Uma das “teses” que ganharam o coração de Kennedy Jr é
a farsa da associação entre autismo e vacina contra o sarampo, que teve origem
no artigo do médico britânico Andrew Wakefield, publicado em 1998 na revista
científica The Lancet. O artigo foi produzido com dados fraudados e foi comprovado o conflito de
interesse do autor, pois Andrew Wakefield havia sido contratado por advogados
para produzir dados contra a vacina utilizada na época, para que eles pudessem
ganhar dinheiro processando os fabricantes. Em 2010, o Conselho Geral de Medicina do Reino Unido, julgou Andrew
Wakefield, condenando-o. O médico foi considerado inapto para o exercício da
profissão e sua conduta qualificada como irresponsável, antiética e enganosa.
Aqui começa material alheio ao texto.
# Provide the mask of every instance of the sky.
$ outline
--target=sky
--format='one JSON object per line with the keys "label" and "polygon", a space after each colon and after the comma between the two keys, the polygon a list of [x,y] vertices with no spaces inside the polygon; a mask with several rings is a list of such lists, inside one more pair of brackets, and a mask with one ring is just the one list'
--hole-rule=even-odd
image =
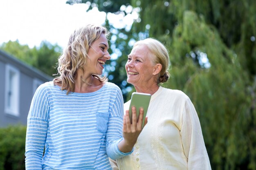
{"label": "sky", "polygon": [[18,40],[29,47],[43,40],[62,48],[77,28],[103,24],[106,14],[96,7],[86,12],[85,4],[70,5],[66,0],[0,0],[0,45]]}

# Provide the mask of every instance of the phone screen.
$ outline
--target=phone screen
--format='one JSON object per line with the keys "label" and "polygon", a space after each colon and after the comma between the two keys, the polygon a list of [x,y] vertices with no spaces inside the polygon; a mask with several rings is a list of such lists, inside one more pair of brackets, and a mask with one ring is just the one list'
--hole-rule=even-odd
{"label": "phone screen", "polygon": [[132,122],[132,107],[135,106],[136,108],[136,114],[137,120],[139,115],[139,109],[143,108],[144,109],[144,115],[143,116],[143,121],[142,122],[142,127],[144,127],[144,122],[146,117],[148,108],[150,102],[151,95],[148,93],[141,93],[133,92],[132,94],[131,102],[129,107],[129,115],[131,123]]}

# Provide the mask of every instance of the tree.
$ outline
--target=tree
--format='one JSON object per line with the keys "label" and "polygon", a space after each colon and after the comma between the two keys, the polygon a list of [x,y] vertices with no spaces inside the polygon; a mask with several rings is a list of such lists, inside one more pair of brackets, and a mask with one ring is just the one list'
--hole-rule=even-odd
{"label": "tree", "polygon": [[27,45],[20,44],[17,40],[3,43],[0,49],[50,76],[57,73],[55,67],[61,50],[57,44],[53,45],[43,41],[39,47],[30,49]]}
{"label": "tree", "polygon": [[[184,91],[194,104],[212,169],[256,170],[255,3],[82,1],[88,2],[100,11],[125,16],[129,13],[121,10],[124,7],[139,9],[139,18],[130,30],[114,28],[119,33],[112,42],[121,54],[112,62],[117,63],[115,74],[109,73],[112,80],[127,88],[118,83],[125,84],[124,67],[131,40],[151,37],[164,42],[170,51],[172,77],[164,86]],[[121,33],[127,38],[119,38]]]}

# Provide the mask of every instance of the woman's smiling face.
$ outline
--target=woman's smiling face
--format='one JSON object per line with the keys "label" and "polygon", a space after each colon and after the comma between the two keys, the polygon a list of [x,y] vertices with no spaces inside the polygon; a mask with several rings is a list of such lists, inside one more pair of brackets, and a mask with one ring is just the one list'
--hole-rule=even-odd
{"label": "woman's smiling face", "polygon": [[142,87],[153,80],[152,58],[146,46],[138,45],[134,47],[128,55],[125,66],[127,82],[134,86]]}
{"label": "woman's smiling face", "polygon": [[108,49],[108,40],[102,33],[89,47],[88,53],[89,57],[85,66],[86,72],[89,72],[90,74],[102,74],[103,65],[110,59]]}

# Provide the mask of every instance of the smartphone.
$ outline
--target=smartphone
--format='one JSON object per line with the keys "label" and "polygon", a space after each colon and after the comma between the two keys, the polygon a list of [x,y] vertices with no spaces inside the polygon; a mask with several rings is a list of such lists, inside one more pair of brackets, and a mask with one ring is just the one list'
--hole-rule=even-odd
{"label": "smartphone", "polygon": [[131,102],[129,107],[129,115],[131,123],[132,122],[132,107],[135,106],[136,108],[136,114],[137,120],[139,115],[139,109],[140,108],[144,108],[144,115],[143,117],[143,121],[142,122],[142,128],[144,127],[144,122],[145,118],[148,111],[148,105],[150,102],[151,95],[150,94],[143,93],[142,93],[133,92],[132,94]]}

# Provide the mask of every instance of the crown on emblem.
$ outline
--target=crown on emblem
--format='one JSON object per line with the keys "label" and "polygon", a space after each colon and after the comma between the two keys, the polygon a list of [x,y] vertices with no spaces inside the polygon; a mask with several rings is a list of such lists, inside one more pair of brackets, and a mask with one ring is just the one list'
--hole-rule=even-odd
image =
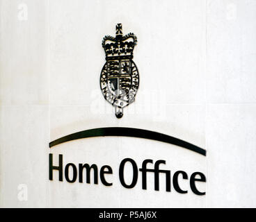
{"label": "crown on emblem", "polygon": [[102,40],[106,60],[132,58],[137,37],[131,33],[122,35],[122,24],[118,24],[115,29],[115,37],[106,35]]}

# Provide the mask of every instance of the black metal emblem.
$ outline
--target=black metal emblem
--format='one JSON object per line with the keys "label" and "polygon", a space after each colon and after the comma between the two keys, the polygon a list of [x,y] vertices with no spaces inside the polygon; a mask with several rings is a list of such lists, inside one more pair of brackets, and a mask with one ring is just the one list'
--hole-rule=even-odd
{"label": "black metal emblem", "polygon": [[106,62],[100,75],[100,88],[115,107],[116,117],[121,118],[123,108],[134,101],[138,87],[138,71],[132,60],[137,38],[134,33],[122,35],[121,24],[115,28],[115,37],[106,35],[102,40]]}

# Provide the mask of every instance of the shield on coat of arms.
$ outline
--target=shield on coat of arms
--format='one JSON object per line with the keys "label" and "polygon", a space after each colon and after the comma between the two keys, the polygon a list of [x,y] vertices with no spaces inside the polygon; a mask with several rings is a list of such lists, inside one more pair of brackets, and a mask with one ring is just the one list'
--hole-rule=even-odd
{"label": "shield on coat of arms", "polygon": [[137,39],[133,33],[123,36],[120,24],[116,26],[115,34],[115,37],[107,35],[102,41],[106,62],[100,87],[105,99],[115,107],[115,116],[121,118],[123,108],[134,101],[138,87],[138,71],[132,60]]}

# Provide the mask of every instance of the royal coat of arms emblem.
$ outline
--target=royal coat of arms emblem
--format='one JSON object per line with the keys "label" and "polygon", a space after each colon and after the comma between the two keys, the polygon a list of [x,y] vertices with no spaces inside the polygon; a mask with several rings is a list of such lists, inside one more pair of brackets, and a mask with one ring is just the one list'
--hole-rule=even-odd
{"label": "royal coat of arms emblem", "polygon": [[122,35],[121,24],[116,25],[115,37],[106,35],[102,40],[106,63],[100,75],[100,88],[105,99],[115,107],[117,118],[121,118],[123,108],[134,101],[138,90],[138,71],[132,60],[136,44],[134,33]]}

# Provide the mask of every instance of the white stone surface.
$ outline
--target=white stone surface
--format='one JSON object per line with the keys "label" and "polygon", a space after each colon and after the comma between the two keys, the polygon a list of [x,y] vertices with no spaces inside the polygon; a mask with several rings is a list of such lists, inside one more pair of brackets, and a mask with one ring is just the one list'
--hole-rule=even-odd
{"label": "white stone surface", "polygon": [[[0,0],[0,16],[1,207],[256,207],[255,1]],[[102,40],[120,22],[138,37],[140,87],[117,119],[99,78]],[[166,133],[207,156],[126,137],[48,148],[107,126]],[[49,181],[50,152],[66,162],[111,165],[113,186]],[[147,191],[139,180],[123,188],[116,172],[127,157],[138,166],[152,158],[166,160],[167,169],[201,171],[207,195],[154,191],[150,177]]]}

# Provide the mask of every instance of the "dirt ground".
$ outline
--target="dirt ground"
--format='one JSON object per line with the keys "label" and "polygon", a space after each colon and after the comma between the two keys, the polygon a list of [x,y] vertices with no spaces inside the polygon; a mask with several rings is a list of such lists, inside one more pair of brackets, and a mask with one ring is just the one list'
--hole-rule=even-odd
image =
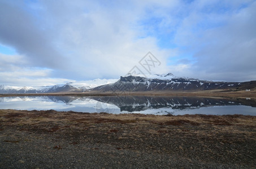
{"label": "dirt ground", "polygon": [[0,110],[1,168],[255,168],[256,117]]}

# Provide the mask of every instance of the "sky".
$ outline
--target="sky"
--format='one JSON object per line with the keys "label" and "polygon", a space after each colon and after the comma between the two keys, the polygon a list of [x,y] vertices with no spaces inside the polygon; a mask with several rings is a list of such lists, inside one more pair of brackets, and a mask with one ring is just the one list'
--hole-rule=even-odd
{"label": "sky", "polygon": [[256,1],[0,0],[0,84],[256,80],[255,30]]}

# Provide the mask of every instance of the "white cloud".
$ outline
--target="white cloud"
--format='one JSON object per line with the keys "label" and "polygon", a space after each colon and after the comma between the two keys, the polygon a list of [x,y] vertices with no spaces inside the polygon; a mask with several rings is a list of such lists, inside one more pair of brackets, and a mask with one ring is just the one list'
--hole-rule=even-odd
{"label": "white cloud", "polygon": [[153,73],[256,78],[252,1],[0,3],[0,43],[18,53],[0,55],[0,83],[118,78],[149,51],[162,63]]}

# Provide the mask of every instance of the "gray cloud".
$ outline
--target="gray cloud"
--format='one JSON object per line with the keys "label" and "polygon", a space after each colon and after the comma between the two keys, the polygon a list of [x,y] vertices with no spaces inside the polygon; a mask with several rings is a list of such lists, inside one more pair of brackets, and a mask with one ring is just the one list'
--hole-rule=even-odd
{"label": "gray cloud", "polygon": [[0,2],[0,43],[15,48],[33,66],[60,67],[63,58],[54,49],[50,35],[36,25],[36,19],[19,3]]}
Como consequência a revista The Lancet fez uma retratação e reiterou que as conclusões
do estudo eram falsas.
Nada disso, porém, demoveu Kennedy Jr de sua crença. Ao
contrário. Em 2021, Kennedy Jr foi o produtor executivo de Vaxxed 2: The People’s Truth, sequência do
documentário Vaxxed, dirigido por ninguém menos do que Andrew Wakefield, o
reconhecido falsificador dos dados da pesquisa sobre autismo e vacina contra o
sarampo.
Sabendo da falsificação, por que Kennedy Jr seguiu
abraçado com o falsificador? Estupidez? Não. Negócio. O negacionismo nunca foi,
e não é, apenas ignorância. É, também, negócio.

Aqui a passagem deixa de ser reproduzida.